Quando si riceve una multa, oltre al danno economico per la sanzione pecuniaria va aggiunta la perdita di preziosi punti sulla patente. Una recente ordinanza della Corte Costituzionale ha appena aperto uno spiraglio fornendo una strada per non perdere i punti della patente. La procedura è totalmente legale in quanto non viola Costituzione. La situazione si ha quando non è stato possibile identificare il conducente ed è il proprietario del mezzo a dovere fornire informazioni alle forze dell'ordine.

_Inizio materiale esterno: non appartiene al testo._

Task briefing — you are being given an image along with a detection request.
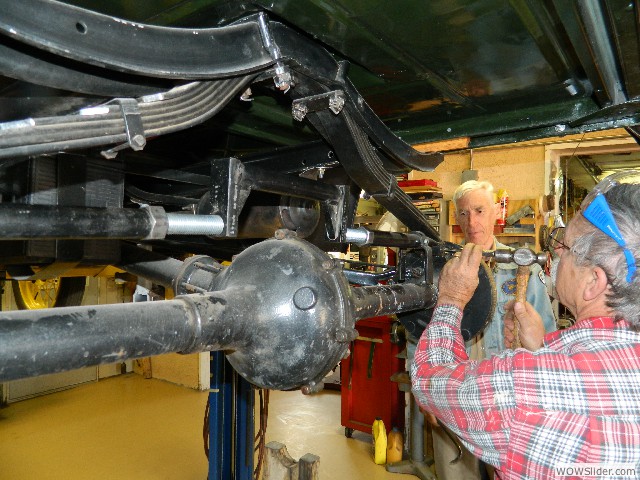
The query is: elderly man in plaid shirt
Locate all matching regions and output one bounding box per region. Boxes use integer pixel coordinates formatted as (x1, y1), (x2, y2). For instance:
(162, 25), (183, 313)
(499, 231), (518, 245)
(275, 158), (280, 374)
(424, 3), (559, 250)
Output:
(411, 171), (640, 479)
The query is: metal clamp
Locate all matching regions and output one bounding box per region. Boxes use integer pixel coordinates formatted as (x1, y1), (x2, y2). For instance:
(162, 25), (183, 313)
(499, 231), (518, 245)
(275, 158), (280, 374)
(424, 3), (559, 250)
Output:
(101, 98), (147, 159)
(291, 90), (345, 122)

Sono numerose le situazioni in cui non è possibile contestare un verbale immediatamente, tipo quando si è pizzicati da un autovelox. In questi casi la multa viene recapitata a casa del proprietario del mezzo. La mancata contestazione pone il dubbio su chi abbia effettivamente commesso l'infrazione ed è proprietario del mezzo a dover pagare la multa e dichiarare le generalità del conducente effettivo, a cui vengono sottratti i punti dalla patente a seconda della sanzione prevista. La comunicazione va effettuata entro 60 giorni, pena il pagamento di un'ulteriore multa di 286 €.

È proprio la seconda multa a generare il cavillo perfetto per non perdere punti. Se si rendono noti i dati di chi ha commesso l'infrazione non si pagano i 286 € ma avviene la perdita di punti, in caso contrario si riceve la seconda ma non vengono decurtati punti. Un sistema che dunque permette di non perdere punti per la comoda cifra di 286 €. Secondo la Corte Costituzionale questa manovra non risulta ingiusta e non viola il principio di uguaglianza dei cittadini. Una scelta controversa che favorisce chiunque abbia la possibilità di pagare la doppia multa. Secondo la Consulta, è legittimo rimanere anonimi anche se ciò permette di evitare la sottrazione di punti della patente, il tutto a patto di pagare la sanzione di 286 €.